This morning, I joined with my good friend Suzanne to "get moving" together.
Suzanne is a elementary school teacher I meet in a qigong group when I was living in St-Bruno. She's creative, and lively and we share many values and challenges (including delicate mother and sisters relationship).
At first, we planed a long bike ride for today, but since the humidity was too high, I proposed that we walk into the Mount-Bruno Park, where I just loved to go when I use to live nearby. So we took the 8.8 Km trail that follow the Seignior's Lake and goes up and down around the mountain, under big trees. Suzanne is in a pretty good shape, and walks a little faster than I, so I did workout a very good sweat, coping with her pace and talking about my emotions as well.

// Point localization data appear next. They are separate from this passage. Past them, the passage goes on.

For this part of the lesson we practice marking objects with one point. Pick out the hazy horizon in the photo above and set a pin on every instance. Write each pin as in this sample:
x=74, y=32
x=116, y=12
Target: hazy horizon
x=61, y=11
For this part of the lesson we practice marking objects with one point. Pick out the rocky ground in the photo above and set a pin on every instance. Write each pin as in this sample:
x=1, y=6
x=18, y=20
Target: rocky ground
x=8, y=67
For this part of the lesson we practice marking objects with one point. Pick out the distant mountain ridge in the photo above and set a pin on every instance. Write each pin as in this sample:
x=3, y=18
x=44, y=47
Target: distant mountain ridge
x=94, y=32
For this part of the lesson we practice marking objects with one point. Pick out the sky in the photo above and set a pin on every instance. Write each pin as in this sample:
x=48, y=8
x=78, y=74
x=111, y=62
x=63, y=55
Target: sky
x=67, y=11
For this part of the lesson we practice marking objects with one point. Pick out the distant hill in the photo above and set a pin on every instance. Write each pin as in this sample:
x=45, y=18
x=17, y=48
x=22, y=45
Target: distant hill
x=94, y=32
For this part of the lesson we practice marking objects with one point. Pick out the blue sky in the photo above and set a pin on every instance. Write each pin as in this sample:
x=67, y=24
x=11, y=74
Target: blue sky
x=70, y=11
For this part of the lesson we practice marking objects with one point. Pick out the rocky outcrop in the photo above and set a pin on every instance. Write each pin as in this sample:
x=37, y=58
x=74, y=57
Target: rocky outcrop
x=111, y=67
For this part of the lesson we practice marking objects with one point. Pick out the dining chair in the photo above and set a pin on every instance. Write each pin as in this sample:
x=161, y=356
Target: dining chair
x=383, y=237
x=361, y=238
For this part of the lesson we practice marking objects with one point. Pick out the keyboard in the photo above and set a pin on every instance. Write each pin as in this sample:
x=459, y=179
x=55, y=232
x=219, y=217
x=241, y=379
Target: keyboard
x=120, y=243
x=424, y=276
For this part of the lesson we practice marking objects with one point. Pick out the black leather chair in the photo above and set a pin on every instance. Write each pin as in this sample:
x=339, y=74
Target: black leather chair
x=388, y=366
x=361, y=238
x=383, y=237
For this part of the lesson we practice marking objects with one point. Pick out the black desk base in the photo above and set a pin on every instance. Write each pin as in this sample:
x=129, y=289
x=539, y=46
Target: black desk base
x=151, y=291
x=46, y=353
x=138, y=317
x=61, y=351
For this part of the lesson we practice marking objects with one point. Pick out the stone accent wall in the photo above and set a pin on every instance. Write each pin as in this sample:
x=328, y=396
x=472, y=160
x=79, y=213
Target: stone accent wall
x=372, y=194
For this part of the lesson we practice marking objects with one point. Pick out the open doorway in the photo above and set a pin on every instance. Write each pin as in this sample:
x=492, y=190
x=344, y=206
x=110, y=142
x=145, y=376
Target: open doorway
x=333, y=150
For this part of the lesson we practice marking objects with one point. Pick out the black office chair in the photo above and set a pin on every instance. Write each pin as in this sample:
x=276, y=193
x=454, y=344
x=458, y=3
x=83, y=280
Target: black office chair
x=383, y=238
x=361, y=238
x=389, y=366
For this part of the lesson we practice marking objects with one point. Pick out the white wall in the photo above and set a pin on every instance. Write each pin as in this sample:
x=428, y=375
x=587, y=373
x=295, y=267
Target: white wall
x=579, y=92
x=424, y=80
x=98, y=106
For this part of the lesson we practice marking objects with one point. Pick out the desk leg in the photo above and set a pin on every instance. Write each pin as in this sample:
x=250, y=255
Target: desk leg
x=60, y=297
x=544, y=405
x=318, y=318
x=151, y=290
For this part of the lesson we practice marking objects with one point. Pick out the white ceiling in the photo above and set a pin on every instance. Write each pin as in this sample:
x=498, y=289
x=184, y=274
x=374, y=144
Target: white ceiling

See, walking really is my soul's favorite sport.
You can't talk long about the weather or last night TV show when you're walking. Pretty soon, you'll be talking about things that really matters to you - things your soul needs you to express, or to hear you say.
So there we were, walking and talking about our ups and downs, our families, our relationship with others... sometimes, I had to slow down a little, emotions emerging and taking my breath away; sometimes, I had to slow down cause the hill was longer than my breath!
Since I left St-Bruno last January, I found myself to be pretty lonely but acting courageously, like a good little soldier, doing what she has being told to do. Today, as I was going on and on about my situation, my lost, my disappointments, I came to realize how important having someone to talk to "from heart-to-heart" is to me (and to you too, I'm convinced).
Generally speaking, I'm a bright woman. I'm also conscious of my behaviour and of their consequences. I'm angry with myself for gaining back in six month those pounds I had lost since I joined SP in August 2010. I hate the "victim game" I played in those last months events. Most of all, I'm sad for burying all those negative feelings under "comfort food". Last spring, I started to transform that anger into a determination that would make me jump out of the bed and walk every morning, and try Zumba, and go back to Pilates class, and play Kinect when nothing else would be available. Those are flames of fire burning inside of me - fire of anger towards me I want to put off with gaining back some self control, over food and over physical inactivity. I still am mad with myself for having great weight lost expectations - that are bound to disappoint me.
Sorry, this is turning into a confession.
Basically, I just wanted to share the pleasure and the gratitude I had for Suzanne, and the fine time we shared this morning. I guess my soul still needed to talk some more... so thanks to you for walking with me - virtually.
You are precious to me.
PS : I choose to postpone Zumba class to next fall in order to keep on seeing Suzanne once a week and still join the Pilates group!